Foi na direção do prédio em que vivemos. Edifício Osvaldo Moura Brasil do Amaral. Quem terá sido esse homem? Meu pai dizia que ele era médico, mas talvez não passe de um espectro também. Só uma ilusão. Tudo é ilusão — mas essa ideia também não explica coisa alguma, também é uma ideia fantasma.

Agora que meu pai se foi, preciso voltar à sensatez medíocre dos dias. À claridade da vida, em que os mortos estão mortos e os vivos estão vivos, e isso basta, e isso explica tudo. Mas onde estão as forças para prosseguir? Tive a chance de dirigir a palavra a meu pai, meu saudoso pai, com quem sempre tive imensa dificuldade de conversar. E, mais uma vez, não fiz isso. Falhei de novo. Sou um filho fracassado.

Pago, me levanto e caminho na mesma direção em que meu velho pai se foi. Agora eu também o duplico. Sigo-o sem saber por que o sigo, até porque não o vejo mais. Eu me atraso e falho mais uma vez. Qualquer pergunta que eu lhe tivesse feito romperia o abismo que separa e gruda o presente e o passado. Isso seria perigoso e poderia talvez alterar minha história, como acontece nos filmes de ficção científica. Poderia alterar a ordem das coisas mas, na miséria em que me encontro, não seria mau.

Enfim eu o vejo, lá vai o velho, bem lá na frente, como terá corrido tanto? Já na avenida Copacabana, vejo-o de novo, entrando na Galeria Menescal. A imagem da galeria me remete a O crocodilo, a novela de Dostoievski que reli recentemente. Haverá, nela também, um monstro em exibição? Será ele capaz de decifrar o enigma em que me meti? Se chegarmos a conversar, ele descobrirá que o monstro sou eu? Enquanto ele, solitário, é só um velho que passeia.

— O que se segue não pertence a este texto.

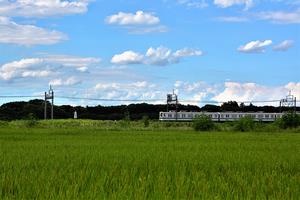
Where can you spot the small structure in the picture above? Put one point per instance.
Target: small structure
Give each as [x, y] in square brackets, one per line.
[289, 102]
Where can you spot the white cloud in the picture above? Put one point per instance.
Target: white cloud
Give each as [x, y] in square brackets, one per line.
[187, 52]
[145, 30]
[128, 57]
[44, 66]
[80, 63]
[243, 92]
[65, 82]
[194, 3]
[229, 3]
[28, 35]
[281, 17]
[137, 23]
[140, 90]
[160, 56]
[255, 46]
[138, 18]
[232, 19]
[284, 46]
[20, 68]
[42, 8]
[37, 73]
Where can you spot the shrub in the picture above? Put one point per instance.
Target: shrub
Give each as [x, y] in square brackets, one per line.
[289, 120]
[245, 124]
[145, 120]
[203, 123]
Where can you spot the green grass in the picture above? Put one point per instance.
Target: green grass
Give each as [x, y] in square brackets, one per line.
[90, 163]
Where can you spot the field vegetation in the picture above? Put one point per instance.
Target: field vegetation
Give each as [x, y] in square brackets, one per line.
[86, 159]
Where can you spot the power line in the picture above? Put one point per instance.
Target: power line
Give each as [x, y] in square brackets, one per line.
[9, 97]
[137, 100]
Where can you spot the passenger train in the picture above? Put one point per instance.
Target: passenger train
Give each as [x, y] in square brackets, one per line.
[219, 116]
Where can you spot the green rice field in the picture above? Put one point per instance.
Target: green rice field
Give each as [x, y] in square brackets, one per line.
[90, 163]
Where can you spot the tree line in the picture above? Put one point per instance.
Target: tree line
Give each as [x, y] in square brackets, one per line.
[35, 108]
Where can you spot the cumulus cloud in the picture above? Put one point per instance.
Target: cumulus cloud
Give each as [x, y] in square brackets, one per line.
[160, 56]
[194, 3]
[281, 17]
[137, 23]
[80, 63]
[42, 8]
[243, 92]
[284, 46]
[28, 35]
[140, 90]
[43, 67]
[232, 19]
[22, 68]
[229, 3]
[128, 57]
[65, 82]
[138, 18]
[255, 46]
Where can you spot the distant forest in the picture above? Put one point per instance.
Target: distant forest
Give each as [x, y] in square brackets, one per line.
[22, 110]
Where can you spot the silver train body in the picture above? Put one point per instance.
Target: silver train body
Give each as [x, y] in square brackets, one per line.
[219, 116]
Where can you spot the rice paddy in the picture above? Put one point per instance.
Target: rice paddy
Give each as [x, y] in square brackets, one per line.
[90, 163]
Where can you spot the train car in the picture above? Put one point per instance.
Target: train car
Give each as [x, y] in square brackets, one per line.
[218, 116]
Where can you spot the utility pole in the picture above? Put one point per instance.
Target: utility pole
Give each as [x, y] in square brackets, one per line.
[49, 96]
[171, 100]
[290, 101]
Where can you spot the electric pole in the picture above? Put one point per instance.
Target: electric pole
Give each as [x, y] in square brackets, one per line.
[49, 96]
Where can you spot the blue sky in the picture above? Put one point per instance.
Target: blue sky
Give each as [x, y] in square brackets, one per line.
[207, 50]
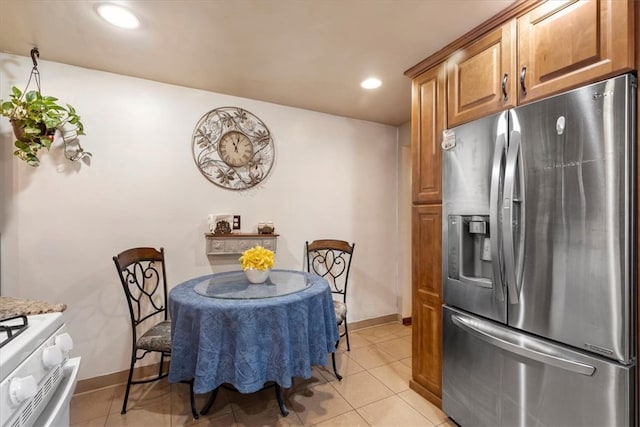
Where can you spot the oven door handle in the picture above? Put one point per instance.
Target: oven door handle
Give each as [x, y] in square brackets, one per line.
[57, 410]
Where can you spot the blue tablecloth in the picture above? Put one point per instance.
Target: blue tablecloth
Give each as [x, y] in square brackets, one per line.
[247, 343]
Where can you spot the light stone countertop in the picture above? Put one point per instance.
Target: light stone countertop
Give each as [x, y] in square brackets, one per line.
[10, 307]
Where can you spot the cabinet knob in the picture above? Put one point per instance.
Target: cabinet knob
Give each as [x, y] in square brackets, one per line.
[505, 97]
[523, 74]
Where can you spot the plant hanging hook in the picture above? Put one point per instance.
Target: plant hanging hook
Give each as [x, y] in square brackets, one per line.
[35, 52]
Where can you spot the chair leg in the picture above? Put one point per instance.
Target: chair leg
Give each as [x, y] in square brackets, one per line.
[335, 369]
[209, 403]
[126, 392]
[161, 364]
[346, 333]
[192, 398]
[283, 409]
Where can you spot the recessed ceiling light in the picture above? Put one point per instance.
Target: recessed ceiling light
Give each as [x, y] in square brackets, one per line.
[118, 16]
[371, 83]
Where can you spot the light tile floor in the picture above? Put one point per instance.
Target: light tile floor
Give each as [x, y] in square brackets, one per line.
[374, 391]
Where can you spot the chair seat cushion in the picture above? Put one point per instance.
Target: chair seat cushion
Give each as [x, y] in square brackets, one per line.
[158, 338]
[341, 311]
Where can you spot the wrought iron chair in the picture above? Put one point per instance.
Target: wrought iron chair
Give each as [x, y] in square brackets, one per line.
[331, 259]
[144, 280]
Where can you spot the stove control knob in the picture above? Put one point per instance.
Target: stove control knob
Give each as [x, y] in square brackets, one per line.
[21, 389]
[64, 342]
[51, 357]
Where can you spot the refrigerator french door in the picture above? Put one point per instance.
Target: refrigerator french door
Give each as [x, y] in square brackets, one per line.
[539, 271]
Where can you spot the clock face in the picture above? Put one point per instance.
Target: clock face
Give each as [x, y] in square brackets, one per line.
[233, 148]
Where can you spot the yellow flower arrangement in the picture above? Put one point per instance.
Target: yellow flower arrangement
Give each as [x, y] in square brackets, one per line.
[257, 257]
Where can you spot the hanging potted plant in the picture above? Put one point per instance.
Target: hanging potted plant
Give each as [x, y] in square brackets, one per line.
[35, 118]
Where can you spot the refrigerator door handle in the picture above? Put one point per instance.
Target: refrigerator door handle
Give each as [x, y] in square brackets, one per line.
[508, 218]
[495, 198]
[516, 344]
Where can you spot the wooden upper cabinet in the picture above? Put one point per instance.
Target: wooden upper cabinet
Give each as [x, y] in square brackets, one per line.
[565, 44]
[481, 77]
[427, 124]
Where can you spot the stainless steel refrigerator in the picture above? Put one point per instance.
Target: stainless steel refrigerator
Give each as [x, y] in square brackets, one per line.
[539, 271]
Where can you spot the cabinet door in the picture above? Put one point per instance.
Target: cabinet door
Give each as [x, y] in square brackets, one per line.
[564, 44]
[427, 124]
[481, 77]
[426, 260]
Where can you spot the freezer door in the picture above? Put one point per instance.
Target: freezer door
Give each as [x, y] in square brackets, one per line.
[493, 376]
[575, 281]
[472, 168]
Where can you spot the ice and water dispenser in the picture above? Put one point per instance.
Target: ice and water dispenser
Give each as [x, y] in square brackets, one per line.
[469, 257]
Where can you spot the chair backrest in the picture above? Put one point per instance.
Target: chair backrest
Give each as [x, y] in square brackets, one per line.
[144, 280]
[331, 259]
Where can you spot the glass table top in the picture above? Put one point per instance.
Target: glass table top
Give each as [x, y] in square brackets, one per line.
[236, 286]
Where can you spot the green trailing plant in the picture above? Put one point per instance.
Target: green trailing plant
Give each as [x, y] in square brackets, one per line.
[35, 119]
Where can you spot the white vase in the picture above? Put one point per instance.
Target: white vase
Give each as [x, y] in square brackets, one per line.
[257, 276]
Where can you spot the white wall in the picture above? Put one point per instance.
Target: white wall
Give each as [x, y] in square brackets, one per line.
[61, 223]
[404, 220]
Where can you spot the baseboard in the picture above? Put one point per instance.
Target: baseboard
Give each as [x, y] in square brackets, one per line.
[361, 324]
[116, 378]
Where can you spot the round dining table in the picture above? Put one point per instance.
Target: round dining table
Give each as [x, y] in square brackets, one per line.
[225, 330]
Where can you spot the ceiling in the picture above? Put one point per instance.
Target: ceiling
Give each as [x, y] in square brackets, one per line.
[309, 54]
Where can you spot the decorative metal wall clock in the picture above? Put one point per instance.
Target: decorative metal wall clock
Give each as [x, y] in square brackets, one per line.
[233, 148]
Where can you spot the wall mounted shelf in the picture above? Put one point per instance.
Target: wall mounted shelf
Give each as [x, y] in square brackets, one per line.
[236, 243]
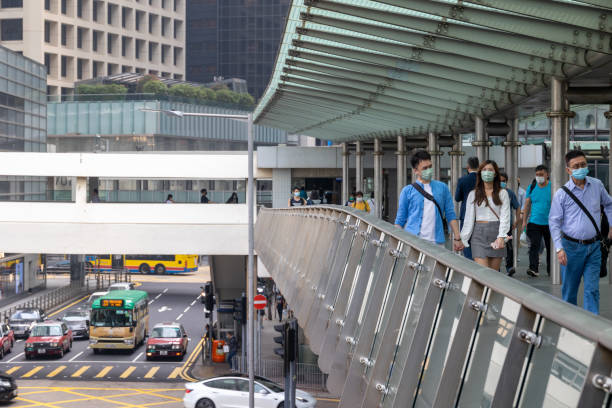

Passo pela sapataria da entrada, pela loja de brinquedos, pela lanchonete árabe. Uma loja de bijuterias. Uma camisaria antiga. Um bistrô de doces portugueses. Distraio-me diante dos doces e logo me dou conta de que perdi de novo o velho. Será que foge de mim? Faria sentido para um espectro, mas não faz sentido algum para meu pai, que nunca foi homem de se esconder.

Assim que chego à Barato Ribeiro, mais uma vez eu o vejo. Agora está parado sob uma marquise e abre sua valise de papelão. Só ali, quando enfim eu o encaro, descubro que meu pai usa uma longa barba, que nunca usou. Mas é ele, ainda sei que é ele.

Da mala, tira primeiro uma pilha de jornais, que estende em um canto da calçada. Tira ainda um cobertor velho, que estica sobre eles. Por fim, do fundo, o homem que já não sei se é meu pai arranca, ainda, algumas folhas de papelão, com que constrói as laterais de seu leito.

Despe a jaqueta e a enrola como um travesseiro. Deita enfim com modos solenes e se põe a coçar a barba. Logo está de olhos fechados. Talvez, só agora, mais de 40 anos depois, esteja realmente morto. E, no entanto, ele continua a respirar.

José Castello

É escritor e jornalista. Autor do romance Ribamar, entre outros livros.